Abstract:

Whether to grab a cookie or skilfully play piano, life requires movement. However, movements  must first be learned. While it is now understood that learning encompasses distributed circuits, it is unclear how these adapt for skill attainment. We have been exploring two mechanisms which could mediate this process: (1) whether cell types are differentially recruited as learning progresses, and/or (2) whether cell states facilitate the necessary changes for motor learning.

To examine these ideas, we have focused on the primary motor cortex (M1) in mice. We developed a screen to label and molecularly profile active neuronal populations during motor learning and identified several cell types with significant enrichment at different learning stages. We then characterized the specific contribution of one late learning enriched type, the FoxP2+ corticothalamic neurons. An examination of the activity of this population demonstrated that, unlike other M1 neurons that positively correlate with movement, this population is suppressed during movement execution. Furthermore, preventing suppression of these neurons strongly perturbed movement execution, demonstrating the importance of this activity profile within the motor circuit. 

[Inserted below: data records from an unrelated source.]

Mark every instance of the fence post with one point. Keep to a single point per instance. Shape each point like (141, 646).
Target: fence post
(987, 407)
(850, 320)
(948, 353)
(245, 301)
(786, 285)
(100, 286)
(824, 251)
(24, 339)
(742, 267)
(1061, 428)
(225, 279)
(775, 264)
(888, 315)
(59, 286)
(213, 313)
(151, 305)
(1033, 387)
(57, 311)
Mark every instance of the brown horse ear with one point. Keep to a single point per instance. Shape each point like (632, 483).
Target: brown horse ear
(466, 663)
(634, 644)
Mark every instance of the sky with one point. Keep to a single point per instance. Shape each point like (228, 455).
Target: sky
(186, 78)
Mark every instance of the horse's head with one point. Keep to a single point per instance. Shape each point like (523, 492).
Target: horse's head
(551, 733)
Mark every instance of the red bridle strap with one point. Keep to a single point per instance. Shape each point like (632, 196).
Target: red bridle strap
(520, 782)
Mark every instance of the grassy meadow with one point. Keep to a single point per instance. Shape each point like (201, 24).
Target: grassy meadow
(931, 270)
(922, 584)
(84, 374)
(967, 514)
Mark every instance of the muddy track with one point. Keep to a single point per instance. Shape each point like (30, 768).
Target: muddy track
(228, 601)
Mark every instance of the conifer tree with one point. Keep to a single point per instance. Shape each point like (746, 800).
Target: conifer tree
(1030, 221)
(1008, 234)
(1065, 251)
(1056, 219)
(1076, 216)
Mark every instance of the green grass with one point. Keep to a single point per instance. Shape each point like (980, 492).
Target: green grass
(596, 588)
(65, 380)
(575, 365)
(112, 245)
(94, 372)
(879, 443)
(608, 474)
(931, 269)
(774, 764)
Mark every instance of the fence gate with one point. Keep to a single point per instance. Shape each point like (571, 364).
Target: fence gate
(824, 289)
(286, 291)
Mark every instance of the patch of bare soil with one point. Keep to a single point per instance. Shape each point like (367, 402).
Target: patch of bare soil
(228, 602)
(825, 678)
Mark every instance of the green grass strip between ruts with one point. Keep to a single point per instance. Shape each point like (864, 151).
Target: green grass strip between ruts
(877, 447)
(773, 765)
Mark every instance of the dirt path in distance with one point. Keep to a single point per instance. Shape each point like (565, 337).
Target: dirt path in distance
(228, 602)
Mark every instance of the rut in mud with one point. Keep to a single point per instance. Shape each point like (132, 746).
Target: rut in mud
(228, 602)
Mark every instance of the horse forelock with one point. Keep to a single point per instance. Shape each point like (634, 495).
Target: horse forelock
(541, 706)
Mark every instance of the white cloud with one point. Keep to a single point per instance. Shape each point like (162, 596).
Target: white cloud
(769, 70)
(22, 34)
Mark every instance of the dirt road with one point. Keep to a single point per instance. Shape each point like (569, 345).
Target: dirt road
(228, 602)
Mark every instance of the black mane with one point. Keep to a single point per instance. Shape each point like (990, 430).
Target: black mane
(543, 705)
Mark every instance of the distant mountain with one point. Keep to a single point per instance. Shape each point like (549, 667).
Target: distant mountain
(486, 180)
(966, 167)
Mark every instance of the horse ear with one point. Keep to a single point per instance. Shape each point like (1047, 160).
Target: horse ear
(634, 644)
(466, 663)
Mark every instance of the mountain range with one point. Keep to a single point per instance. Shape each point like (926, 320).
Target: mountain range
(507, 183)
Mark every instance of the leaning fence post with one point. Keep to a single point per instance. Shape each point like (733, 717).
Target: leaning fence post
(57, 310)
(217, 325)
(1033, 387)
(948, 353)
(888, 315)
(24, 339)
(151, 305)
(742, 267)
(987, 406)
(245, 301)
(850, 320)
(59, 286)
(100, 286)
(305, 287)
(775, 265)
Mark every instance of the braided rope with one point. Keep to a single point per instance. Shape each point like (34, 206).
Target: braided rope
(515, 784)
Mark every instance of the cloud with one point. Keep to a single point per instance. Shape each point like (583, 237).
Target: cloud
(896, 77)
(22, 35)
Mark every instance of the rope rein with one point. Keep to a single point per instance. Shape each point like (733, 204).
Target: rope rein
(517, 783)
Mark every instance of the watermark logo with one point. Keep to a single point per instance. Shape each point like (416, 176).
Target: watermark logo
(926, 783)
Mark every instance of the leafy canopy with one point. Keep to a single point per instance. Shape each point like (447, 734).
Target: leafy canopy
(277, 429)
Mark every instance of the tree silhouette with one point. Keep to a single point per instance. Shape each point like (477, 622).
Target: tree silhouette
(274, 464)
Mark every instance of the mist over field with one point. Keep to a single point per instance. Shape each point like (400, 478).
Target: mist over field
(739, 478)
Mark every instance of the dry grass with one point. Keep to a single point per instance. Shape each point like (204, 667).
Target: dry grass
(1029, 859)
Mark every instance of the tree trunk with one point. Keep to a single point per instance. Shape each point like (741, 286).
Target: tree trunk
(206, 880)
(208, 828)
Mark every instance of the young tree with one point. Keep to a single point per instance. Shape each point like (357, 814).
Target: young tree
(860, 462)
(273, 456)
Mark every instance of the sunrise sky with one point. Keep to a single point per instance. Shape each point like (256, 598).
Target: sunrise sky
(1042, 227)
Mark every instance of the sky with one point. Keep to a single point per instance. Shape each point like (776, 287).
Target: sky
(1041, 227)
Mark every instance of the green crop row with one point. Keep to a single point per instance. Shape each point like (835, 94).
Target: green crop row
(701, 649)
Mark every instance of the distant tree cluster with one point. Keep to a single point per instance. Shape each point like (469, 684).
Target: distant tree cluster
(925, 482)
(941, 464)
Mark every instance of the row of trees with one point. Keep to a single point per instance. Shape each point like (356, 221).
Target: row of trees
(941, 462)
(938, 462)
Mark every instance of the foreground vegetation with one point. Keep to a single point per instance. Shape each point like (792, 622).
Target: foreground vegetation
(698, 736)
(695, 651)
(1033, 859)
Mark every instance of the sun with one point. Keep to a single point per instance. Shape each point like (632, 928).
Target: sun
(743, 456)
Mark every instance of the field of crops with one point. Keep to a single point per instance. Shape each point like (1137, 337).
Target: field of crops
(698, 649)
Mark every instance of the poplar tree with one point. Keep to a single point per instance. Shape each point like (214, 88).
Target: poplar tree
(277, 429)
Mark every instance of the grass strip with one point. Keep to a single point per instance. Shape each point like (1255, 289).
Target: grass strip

My current work is now focused on the learning-induced cell states. By taking a more comprehensive examination of all the transcriptional changes identified in my initial screen, we are classifying differentially expressed genes into cellular pathways in a cell type specific manner. This approach will inform how transcriptional programs could provide a molecular mechanism for the cellular changes underlying motor learning.

Biography:

Lina Marcela Carmona is a postdoctoral research scientist in the lab of Dr. Rui Costa at the Zuckerman Institute at Columbia University. Marcela received her B.A in molecular biology from the University of Pennsylvania. She conducted her doctoral training in the Immunobiology Department at Yale University in the lab of Dr. David Schatz where she focused on the evolutionary history of adaptive immunity. Her work demonstrated a functional relationship between the Recombination Activating Gene (RAG) proteins, key proteins of the adaptive immune system, and an ancient family of transposable elements
 
As a postdoc and Helen Hay Whitney Fellow, she has sought to delineate cell type and cell state engagement in the primary motor cortex during motor learning. In this work, she has characterized a critical role for corticothalamic neurons of the motor cortex during movement execution. Marcela is now focused on defining the cellular pathways in these neurons which facilitate motor learning. Ultimately, her goal is to delineate the contribution of cell types and cell states engaged throughout the motor system during motor learning and their changes with age.